Last week, a fire at a third-party datacenter in Delhi triggered a power-related shutdown that disrupted local Google Cloud network capacity. The disruption was partial, but real. It is also a useful reminder of the underlying structure: even the largest providers depend on facilities and upstream components they do not fully control.
Any infrastructure can fail. The variable that matters is dependency. If your operational stack runs on shared external infrastructure, you inherit failure modes you cannot design out yourself - power events, cooling failures, upstream provider incidents, routing changes, and recovery timelines you do not set. In commodity trading, where delayed confirmations and frozen positions carry real cost, that dependency should be a conscious choice, not an assumption.
Euclid is built for firms that want that control back. Euclid deploys on client-owned infrastructure or inside Euclid's private Swiss datacenter. Sensitive trading data stays inside that perimeter. You can design resilience around your own operational reality, instead of outsourcing it to a shared platform’s incident queue.
The same principle applies to AI. Today, Euclid AI ships two capabilities:
Document data integration / extraction across 50+ formats (contracts, invoices, confirmations, reports).
Natural-language querying of the CTRM database.
Both run inside a private environment, connected directly to the CTRM - without sending your trading data to a third-party AI running outside your jurisdiction. Your trading data is your edge. Treat it that way.
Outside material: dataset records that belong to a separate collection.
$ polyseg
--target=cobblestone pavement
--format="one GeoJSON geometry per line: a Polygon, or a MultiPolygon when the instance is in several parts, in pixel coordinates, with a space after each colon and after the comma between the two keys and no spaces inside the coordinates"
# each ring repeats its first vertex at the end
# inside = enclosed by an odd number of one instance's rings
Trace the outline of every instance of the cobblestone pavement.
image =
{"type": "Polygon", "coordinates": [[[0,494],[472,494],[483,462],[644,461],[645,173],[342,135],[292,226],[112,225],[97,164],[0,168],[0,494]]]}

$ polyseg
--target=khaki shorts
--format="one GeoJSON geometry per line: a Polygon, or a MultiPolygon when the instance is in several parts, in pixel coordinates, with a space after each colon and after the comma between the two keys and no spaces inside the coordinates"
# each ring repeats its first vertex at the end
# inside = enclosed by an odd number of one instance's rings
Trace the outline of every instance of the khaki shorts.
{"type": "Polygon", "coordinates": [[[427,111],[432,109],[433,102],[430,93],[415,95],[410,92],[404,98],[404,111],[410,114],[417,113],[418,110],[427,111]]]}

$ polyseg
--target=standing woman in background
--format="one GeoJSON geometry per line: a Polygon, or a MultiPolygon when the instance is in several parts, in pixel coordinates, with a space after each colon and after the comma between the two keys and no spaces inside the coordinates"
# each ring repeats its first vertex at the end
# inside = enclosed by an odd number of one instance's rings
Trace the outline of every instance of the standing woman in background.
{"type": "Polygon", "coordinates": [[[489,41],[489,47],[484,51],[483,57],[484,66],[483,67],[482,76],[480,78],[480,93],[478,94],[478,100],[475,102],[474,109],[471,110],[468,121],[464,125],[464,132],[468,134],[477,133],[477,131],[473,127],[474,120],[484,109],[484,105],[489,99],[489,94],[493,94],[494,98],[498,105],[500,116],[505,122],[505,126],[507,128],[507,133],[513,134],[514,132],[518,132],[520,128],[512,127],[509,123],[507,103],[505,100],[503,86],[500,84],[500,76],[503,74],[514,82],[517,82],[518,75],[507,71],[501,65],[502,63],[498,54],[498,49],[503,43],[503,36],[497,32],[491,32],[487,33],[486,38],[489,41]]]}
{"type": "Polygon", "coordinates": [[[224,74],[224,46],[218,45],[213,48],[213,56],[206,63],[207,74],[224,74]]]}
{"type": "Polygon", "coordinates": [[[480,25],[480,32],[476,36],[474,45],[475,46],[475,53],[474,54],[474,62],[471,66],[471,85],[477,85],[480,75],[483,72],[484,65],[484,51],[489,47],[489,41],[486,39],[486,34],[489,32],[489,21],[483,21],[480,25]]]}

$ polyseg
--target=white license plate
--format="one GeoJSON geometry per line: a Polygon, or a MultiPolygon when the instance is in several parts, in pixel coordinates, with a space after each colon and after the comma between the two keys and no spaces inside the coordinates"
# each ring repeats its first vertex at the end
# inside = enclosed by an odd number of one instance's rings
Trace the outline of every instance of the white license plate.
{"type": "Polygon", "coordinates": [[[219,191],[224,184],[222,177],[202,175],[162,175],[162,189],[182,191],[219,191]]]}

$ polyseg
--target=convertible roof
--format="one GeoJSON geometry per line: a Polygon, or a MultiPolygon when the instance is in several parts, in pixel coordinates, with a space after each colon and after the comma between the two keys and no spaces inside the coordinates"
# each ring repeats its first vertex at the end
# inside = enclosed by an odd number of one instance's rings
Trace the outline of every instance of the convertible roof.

This architecture also changes the commercial incentives. If the AI runs inside your environment, cost is tied to infrastructure you control - not unbounded per-token billing for running models against your most sensitive workflows. Predictable architecture. Predictable cost. Operational traceability built in.
None of this makes any system immune to physics. Hardware fails everywhere. What changes is who holds the decisions when it does: where the data sits, who controls the keys, which jurisdiction applies, and how recovery is handled. For a trading firm, those decisions are the difference between an incident you manage and an incident you wait out.
The Delhi fire will be repaired and forgotten. The dependency it exposes will not resolve itself.